KALA

Davenport, Iowa; United States;
- Broadcast area: Quad Cities
- Frequency: 88.5 MHz (HD Radio)

Programming
- Format: Public Radio - News, Jazz and Variety
- Subchannels: HD1: Analog simulcast; HD2: KALA Alternative Programming [+ 106.1 FM]; HD3: The Stinger;
- Affiliations: National Public Radio Public Radio Exchange

Ownership
- Owner: St. Ambrose University

History
- First air date: November 4, 1967; 58 years ago
- Call sign meaning: Ambrose Language Arts

Technical information
- Licensing authority: FCC
- Facility ID: 62090
- Class: C3
- ERP: 10,000 watts
- HAAT: 98.5 meters (323 ft)
- Transmitter coordinates: 41°32′28″N 90°34′57″W﻿ / ﻿41.54111°N 90.58250°W
- Translator: HD2: 106.1 K291BP (Bettendorf)

Links
- Public license information: Public file; LMS;
- Webcast: Listen Live
- Website: KALA Online

= KALA (FM) =

KALA (88.5 MHz) is a non-commercial public FM radio station in Davenport, Iowa, serving the Quad Cities radio market. It is owned by St. Ambrose University with studios on West Locust Street. It airs a mix of news and specialty music shows. Most of the news programs come from National Public Radio (NPR) and the Public Radio Exchange (PRX). The station's musical lineup includes mainstream and fusion jazz, blues, Americana music, Southern gospel, urban gospel, Latin contemporary, classic rock, oldies, urban contemporary, world music, classic R&B, indie rock and alternative rock.

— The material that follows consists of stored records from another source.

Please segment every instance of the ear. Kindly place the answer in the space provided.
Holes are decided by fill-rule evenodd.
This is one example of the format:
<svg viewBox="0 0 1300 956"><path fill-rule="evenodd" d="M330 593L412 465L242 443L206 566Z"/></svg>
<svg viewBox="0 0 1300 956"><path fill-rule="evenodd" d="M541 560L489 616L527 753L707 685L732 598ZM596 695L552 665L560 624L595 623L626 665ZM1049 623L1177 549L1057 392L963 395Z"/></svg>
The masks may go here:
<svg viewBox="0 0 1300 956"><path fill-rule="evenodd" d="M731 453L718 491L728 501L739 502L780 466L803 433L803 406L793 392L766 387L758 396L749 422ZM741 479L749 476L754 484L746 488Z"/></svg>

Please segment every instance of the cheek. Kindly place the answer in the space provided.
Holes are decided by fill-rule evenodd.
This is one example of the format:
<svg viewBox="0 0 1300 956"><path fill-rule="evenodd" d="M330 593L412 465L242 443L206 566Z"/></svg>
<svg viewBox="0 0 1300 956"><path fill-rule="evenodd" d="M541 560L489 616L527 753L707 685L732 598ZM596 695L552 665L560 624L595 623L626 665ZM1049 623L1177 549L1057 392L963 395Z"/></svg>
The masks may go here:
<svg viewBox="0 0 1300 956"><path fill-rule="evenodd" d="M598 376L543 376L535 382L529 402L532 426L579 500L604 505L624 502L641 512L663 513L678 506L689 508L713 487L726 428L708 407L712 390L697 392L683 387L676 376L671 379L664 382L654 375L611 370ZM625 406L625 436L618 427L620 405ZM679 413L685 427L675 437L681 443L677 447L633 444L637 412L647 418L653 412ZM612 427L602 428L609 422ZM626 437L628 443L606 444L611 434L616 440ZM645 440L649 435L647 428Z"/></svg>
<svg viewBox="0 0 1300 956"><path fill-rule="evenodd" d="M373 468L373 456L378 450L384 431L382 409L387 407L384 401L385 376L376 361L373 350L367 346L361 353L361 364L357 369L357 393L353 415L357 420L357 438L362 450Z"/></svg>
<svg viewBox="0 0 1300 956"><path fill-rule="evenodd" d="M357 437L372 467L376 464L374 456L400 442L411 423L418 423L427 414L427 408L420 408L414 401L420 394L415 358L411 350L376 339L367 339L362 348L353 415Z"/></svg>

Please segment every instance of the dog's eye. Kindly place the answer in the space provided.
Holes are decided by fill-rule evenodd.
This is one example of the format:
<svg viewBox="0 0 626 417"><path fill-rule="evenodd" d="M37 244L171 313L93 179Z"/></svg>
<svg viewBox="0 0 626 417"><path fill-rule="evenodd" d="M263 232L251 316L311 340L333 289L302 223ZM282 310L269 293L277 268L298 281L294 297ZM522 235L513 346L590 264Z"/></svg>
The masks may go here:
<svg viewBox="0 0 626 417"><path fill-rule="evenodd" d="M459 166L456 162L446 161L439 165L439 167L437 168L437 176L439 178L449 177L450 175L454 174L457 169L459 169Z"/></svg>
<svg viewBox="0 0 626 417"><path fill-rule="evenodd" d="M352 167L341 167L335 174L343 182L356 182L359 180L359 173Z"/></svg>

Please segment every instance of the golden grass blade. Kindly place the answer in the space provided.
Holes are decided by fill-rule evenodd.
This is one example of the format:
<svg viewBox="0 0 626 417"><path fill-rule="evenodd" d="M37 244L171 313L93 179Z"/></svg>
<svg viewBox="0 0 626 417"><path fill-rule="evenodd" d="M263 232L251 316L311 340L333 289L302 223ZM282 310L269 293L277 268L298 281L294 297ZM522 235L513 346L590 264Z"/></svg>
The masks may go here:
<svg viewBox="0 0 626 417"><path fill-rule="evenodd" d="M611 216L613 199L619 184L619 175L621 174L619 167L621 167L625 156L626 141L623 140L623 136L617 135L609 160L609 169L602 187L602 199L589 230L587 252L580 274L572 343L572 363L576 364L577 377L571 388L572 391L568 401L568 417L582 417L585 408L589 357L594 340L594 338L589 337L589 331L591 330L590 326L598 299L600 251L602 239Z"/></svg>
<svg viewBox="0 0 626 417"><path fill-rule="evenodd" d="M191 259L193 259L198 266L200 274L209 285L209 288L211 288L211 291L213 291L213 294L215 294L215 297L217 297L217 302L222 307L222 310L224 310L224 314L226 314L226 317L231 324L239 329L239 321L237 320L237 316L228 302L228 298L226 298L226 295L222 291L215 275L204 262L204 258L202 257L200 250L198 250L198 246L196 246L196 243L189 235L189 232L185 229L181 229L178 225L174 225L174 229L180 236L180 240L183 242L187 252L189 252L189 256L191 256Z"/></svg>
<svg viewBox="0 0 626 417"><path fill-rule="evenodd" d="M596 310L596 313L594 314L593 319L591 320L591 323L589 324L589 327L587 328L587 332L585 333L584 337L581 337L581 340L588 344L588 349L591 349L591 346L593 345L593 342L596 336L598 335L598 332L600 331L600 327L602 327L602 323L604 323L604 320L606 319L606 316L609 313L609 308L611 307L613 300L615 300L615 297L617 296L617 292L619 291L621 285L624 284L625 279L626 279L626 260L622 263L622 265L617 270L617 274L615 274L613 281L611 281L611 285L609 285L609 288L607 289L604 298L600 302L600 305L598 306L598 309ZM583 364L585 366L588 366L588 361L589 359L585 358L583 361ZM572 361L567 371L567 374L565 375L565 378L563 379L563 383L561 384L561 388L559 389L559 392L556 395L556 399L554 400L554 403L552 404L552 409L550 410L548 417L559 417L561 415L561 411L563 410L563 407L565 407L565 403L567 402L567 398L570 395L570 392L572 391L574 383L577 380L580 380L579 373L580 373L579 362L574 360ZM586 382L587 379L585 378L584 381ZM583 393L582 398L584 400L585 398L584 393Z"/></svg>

KALA has an effective radiated power of 10,000 watts, using a directional antenna. Its transmitter is on West 76th Street and West Kimberly Road, near Interstate 280 in Davenport. KALA broadcasts using HD Radio technology. Its HD2 digital subchannel feeds 250-watt FM translator K29BP at 106.1 MHz in Bettendorf.

During the week, KALA features public service programming (both syndicated and locally produced). There are local, state, and national newscasts. The station also features live radio programs, St. Ambrose University campus news, a local calendar of events, daily weather updates, and student-run music shows. A mainstay of the station's commitment to the university community is its live coverage of St. Ambrose University sports events. This includes SAU's Fighting Bees/Queen Bees basketball, football, and baseball, softball, soccer, and more.

KALA also features an online station by students for students. "The Stinger" plays Top 40 hits, country, alternative, and rock music, along with music and talk shows hosted by student DJs.

==History==
The station signed on the air on November 4, 1967. It was originally powered at 10 watts, only heard on campus. But it later got a boost to its current power.